Die Luft schmeckte nach Schnee, als Hannah und Jacob nach Hause stapften. Ein klarer, wolkenloser Tag mit klirrender Kälte. Ihre Stiefel knirschten über die Schneedecke, auf der die Eiskristalle in der Sonne glitzerten. Seit Wochen hatte es nicht getaut, und der Schnee hielt sich hartnäckig auf den Feldern und Wiesen vor der Stadt. Wie schön es war, dachte Hannah. Im Süden erstreckte sich die lange Bergkette, deren Gipfel weiß schimmerten. Rosenheim. Diese Stadt war ihr Zuhause. Ihre Heimat. Ihr schützendes Nest, in dem sie sich sicher und geborgen fühlte.

Heimat – das waren die leuchtend gelben, von Löwenzahn gespickten Wiesen im Frühling, die rauschenden Kornfelder im Sommer, das Gefühl von Klee unter den nackten Fußsohlen. Im September waren es die prächtigen Apfel- und Birnbäume, deren Äste unter der Last erzitterten, wenn man die Früchte erntete und daraus Saft presste. Heimat – das waren die Sonnenblumen, die tief ihre Häupter senkten, die Heuernte der Bauern, der Almabtrieb der Kühe, die mit ihren scheppernden Glocken ins Tal trotteten. Es war der erste Frost im Herbst, die hungrigen Igel, die es sich im Laub heimisch machten, die dichten Nebelschwaden, die schwer auf den Boden und das Gemüt drückten. Heimat – das waren die schneereichen Winter, die Bäume, die wie mit Puderzucker bestäubt waren, Schneeschuhwanderungen und Skifahrten mit der Familie.
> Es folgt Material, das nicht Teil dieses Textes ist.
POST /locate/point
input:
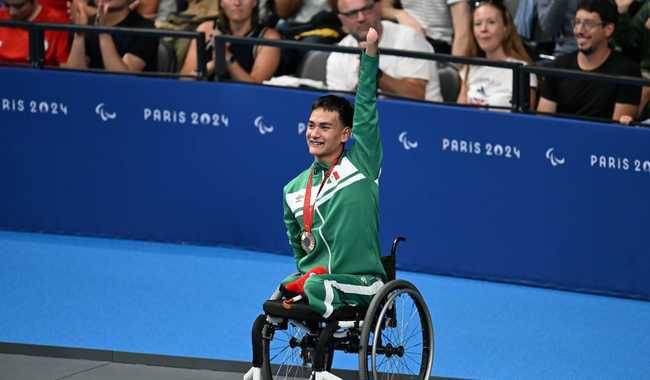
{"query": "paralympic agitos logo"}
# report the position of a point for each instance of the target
(103, 114)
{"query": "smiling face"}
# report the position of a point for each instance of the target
(590, 31)
(489, 28)
(357, 16)
(326, 135)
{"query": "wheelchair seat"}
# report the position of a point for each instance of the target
(302, 312)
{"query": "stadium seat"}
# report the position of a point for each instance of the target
(449, 82)
(166, 58)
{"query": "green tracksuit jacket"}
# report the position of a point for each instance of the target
(346, 216)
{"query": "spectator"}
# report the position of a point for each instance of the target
(407, 77)
(14, 42)
(445, 23)
(633, 36)
(118, 52)
(309, 21)
(548, 24)
(594, 25)
(147, 8)
(494, 38)
(246, 63)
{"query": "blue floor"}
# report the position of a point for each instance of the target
(200, 301)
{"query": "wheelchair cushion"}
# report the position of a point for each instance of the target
(302, 312)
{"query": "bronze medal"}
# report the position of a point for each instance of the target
(307, 241)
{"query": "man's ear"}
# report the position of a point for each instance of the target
(609, 30)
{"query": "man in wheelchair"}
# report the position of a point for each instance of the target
(331, 214)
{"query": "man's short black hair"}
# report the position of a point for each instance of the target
(606, 9)
(338, 104)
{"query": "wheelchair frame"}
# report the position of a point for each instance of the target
(311, 342)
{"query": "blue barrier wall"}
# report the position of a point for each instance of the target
(481, 194)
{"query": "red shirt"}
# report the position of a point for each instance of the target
(14, 42)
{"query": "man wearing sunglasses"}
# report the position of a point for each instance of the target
(14, 42)
(593, 26)
(405, 77)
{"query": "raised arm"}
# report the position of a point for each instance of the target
(367, 150)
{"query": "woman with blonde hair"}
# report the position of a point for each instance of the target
(495, 38)
(244, 62)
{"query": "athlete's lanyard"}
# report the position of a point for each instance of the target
(307, 209)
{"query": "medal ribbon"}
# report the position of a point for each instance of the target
(307, 210)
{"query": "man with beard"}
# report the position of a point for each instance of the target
(593, 26)
(117, 52)
(406, 77)
(14, 42)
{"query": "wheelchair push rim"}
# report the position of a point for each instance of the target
(397, 339)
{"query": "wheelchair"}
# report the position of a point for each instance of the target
(393, 336)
Hannah schirmte ihre Augen mit der flachen Hand ab, als die Sonne ein letztes Mal zwischen den Berggipfeln hervorspähte. Ihre Augen schweiften über die Felder, und als sie Jacobs Silhouette wahrnahm, zog sie die Luft lautstark durch die Zähne ein.

»Mir ist kalt«, rief sie Jacob hinterher, doch er schien sie gar nicht zu hören. »Jacob!«, schrie sie noch einmal. Lauter. Kräftiger. Kalt füllte die Luft ihre Lungen. Endlich drehte er sich um.

Die eisigen Temperaturen brachten seine Ohren wie Kohlen zum Glühen und aus seinem Mund formte sich der Atem zu Wolken. Er sah sie direkt an und watete durch das Schneemeer auf Hannah zu. Diese ließ die Schlittschuhe von den Schultern rutschen. Lange waren sie jetzt schon draußen in der Kälte gewesen. Zu lange. Den gesamten Nachmittag hatten sie beim Eislaufen am See verbracht.

»Was ist los? Warum bleibst du stehen?«

»Ich kann nicht mehr. Ich gehe keinen Schritt mehr weiter.« In ihren Augen blitzte und trotzte es, und Hannah vergrub ihre Hände tief in den Manteltaschen. »Ich kann meine Fingerspitzen nicht mal mehr fühlen. Wir hätten schon viel eher umkehren müssen.« Vorwurfsvoll schob sie die Unterlippe nach vorne und blickte Jacob direkt in die Augen. Schuldgefühle schimmerten darin.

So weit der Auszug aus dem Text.